What I find from this klog post are:

• According to the photo attached to 19489, there were no beam dumps attached to STM2. So the beam dump structure would not be related to this peak.
• The pedestal and the mirror holder should be identical ones we are now using. What they did are (1) moved the STM2 assembly a little bit, and (2) rotated the STM2 mirror holder.
• So, the pedestal structure itself might not be the main cause.
• So, the existence of the electric wires seen in the photo in concern might not be the main cause.
• So, the mirror holder structure itself might not be the maincause.
• The way to fix this foot to the optical table is bad, but this is still so bad. So I do not think this is the main cause.
• Assume beam clipping in IFI would happen due to the work regarding STM2. But it seemed they used some irises to preserve the input beam axis. They reported "...We put irises after MC, before IMMT1, after IMMT2 and at the POP table." and "After STM2 was moved, we adjusted the orientation of STM2 to put the beam through the irises." Reading this, if this is true, the STM2 at the new position can steer the beam passing through the iris before IMMT1 and after IMM2, and at the POP table (??). It would be natural to think, no NEW clipping in IFI happened if the beam path is so binded. They mentioned "We also checked the beam spots inside the Faraday and found no beam clipping.", but I think it is difficult to declare such a thing definetely with the real world. But anyway, this would not affect the my conclusion.
• They rotated the STM2 mirror holder. Looking at the pdf file in 19489, the photo in 19489 would be taken before rotating the STM2 mirror holder. Actually, in the recent photo in 29342, surely the STM2 mirror holder is rotated. But how can we think only rotating the mirror holder cause such peak generation??
• By the way, I found something in the photo in 19489. The the front face of the STM2 mirror holder has three "holes" near the mirror, and one of them (at the most right position) seems to have a stop screw-like part. I am not sure well what is this for. I can assume this part may come to the top of the mirror holder now. Anyway, this type of mirror holder has unnecessarily number of parts to support the mirror (like some PEEK? parts behind the mirror). These too much parts may lower the resonant frequency of the whold mirror holder.

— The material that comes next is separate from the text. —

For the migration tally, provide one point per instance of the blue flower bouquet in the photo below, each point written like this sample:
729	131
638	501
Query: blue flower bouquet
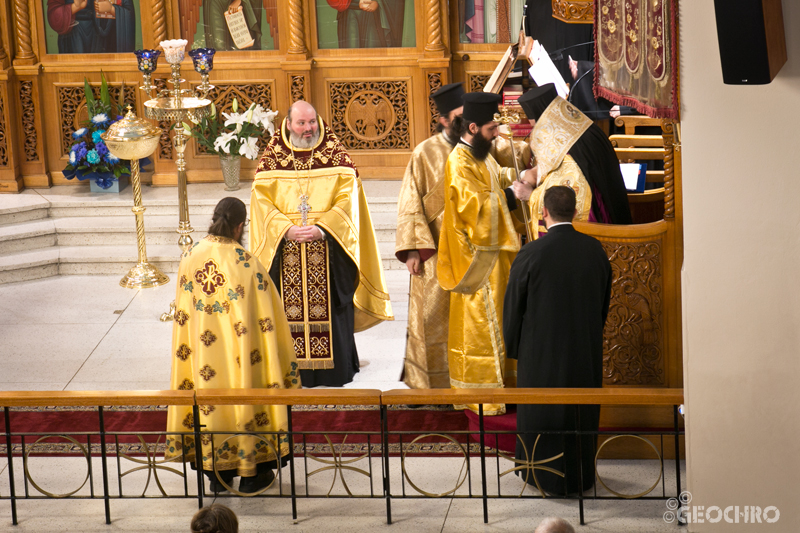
89	157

FYI, the latest STM2 photo can be seen in klog29410.

Several concerns are:
1. Clamp is too short to clamp the post that has a significantly larger thickness compared with the clamp.
2. The post extends slightly beyond the edge of the optical table.

• https://klog.icrr.u-tokyo.ac.jp/osl/?r=22084
• https://klog.icrr.u-tokyo.ac.jp/osl/?r=24711
• https://klog.icrr.u-tokyo.ac.jp/osl/?r=29334 : Reinforced the foot flange of the STM2 pedestal.
• No sticking out stop screws on the STM1 holder's face. https://klog.icrr.u-tokyo.ac.jp/osl/?r=21655.

I found that the strange sticking out stop screw on the STM2 holder's face did not find in 2018 https://klog.icrr.u-tokyo.ac.jp/osl/?r=5943. And the STM2's mirror holder seems Newport/New Focus 8822-AC-UHV. Looking at the web site here, I think this part should not be sticking out. And also, some photos show that the corresponding screw's head seemingly sinks into the PEEK-like small part, while the design drawing would indicate that such sinking would not happen. Seems not so healthy... If the PEEK-like part was broken due to the "too-much" screwing, and the breaking flagments are in the holder, that would cause some resonances.